Alpejski PŚ: Hirscher wygrał, Matt zdyskwalifikowany

Dodano:   /  Zmieniono: 
Marcel Hirscher (fot. EPA/GEORGI LICOVSKI/PAP) 
Austriak Marcel Hirscher wygrał w bułgarskiej miejscowości Bansko slalom zaliczany do klasyfikacji alpejskiego Pucharu Świata. Drugi po obu przejazdach jego rodak Mario Matt - dwukrotny mistrz świata w tej konkurencji - został zdyskwalifikowany.
W tej sytuacji drugie miejsce zajął Szwed Andre Myhrer (strata 0,57 s), wicelider po pierwszym przejeździe, a trzecie Włoch Stefano Gross (0,90 s). Polacy nie startowali. O pechu może mówić Felix Neureuther. Niemiecki alpejczyk zajmował na półmetku trzecie miejsce, ale w finałowym przejeździe popełnił błąd już... przy pierwszej tyczce i nie mógł kontynuować zawodów.

Chwilę wcześniej znakomicie spisał się niespełna 32-letni Matt - dwukrotny mistrz świata w slalomie (2001, 2007). Austriak, który wygrał ubiegłoroczne zawody w Bułgarii, szybko przejechał drugi przejazd, objął zdecydowanie prowadzenie i czekał na wyniki rywali. Wspomniany Neureuther sam się wyeliminował, Szwed Myhrer pojechał ostrożnie i spadł w klasyfikacji za Matta, więc na górze pozostał tylko Hirscher. Lider nie zmarnował szansy i obronił pierwsze miejsce.

W oficjalnych wynikach Matt jeszcze przez kilkadziesiąt minut po zawodach zajmował drugą lokatę (tylko 0,16 s za Hirscherem), ale po obejrzeniu zapisu wideo z przejazdu Austriaka Międzynarodowa Federacja Narciarska (FIS) postanowiła go zdyskwalifikować. Jak wykazała powtórka telewizyjna, Matt najechał na jedną z tyczek.
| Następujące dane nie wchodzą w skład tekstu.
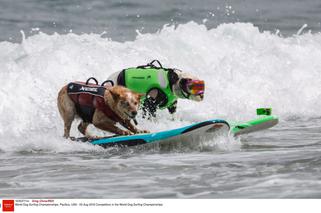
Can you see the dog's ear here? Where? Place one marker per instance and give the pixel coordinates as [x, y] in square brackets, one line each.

Dla niespełna 23-letniego Hirschera zawody w Bułgarii były bardzo udane. Dzień wcześniej okazał się tam najlepszy w gigancie. W klasyfikacji generalnej Pucharu Świata Austriak zajmuje drugie miejsce, tracąc już tylko 18 punktów do kontuzjowanego obecnie Chorwata Ivicy Kostelica.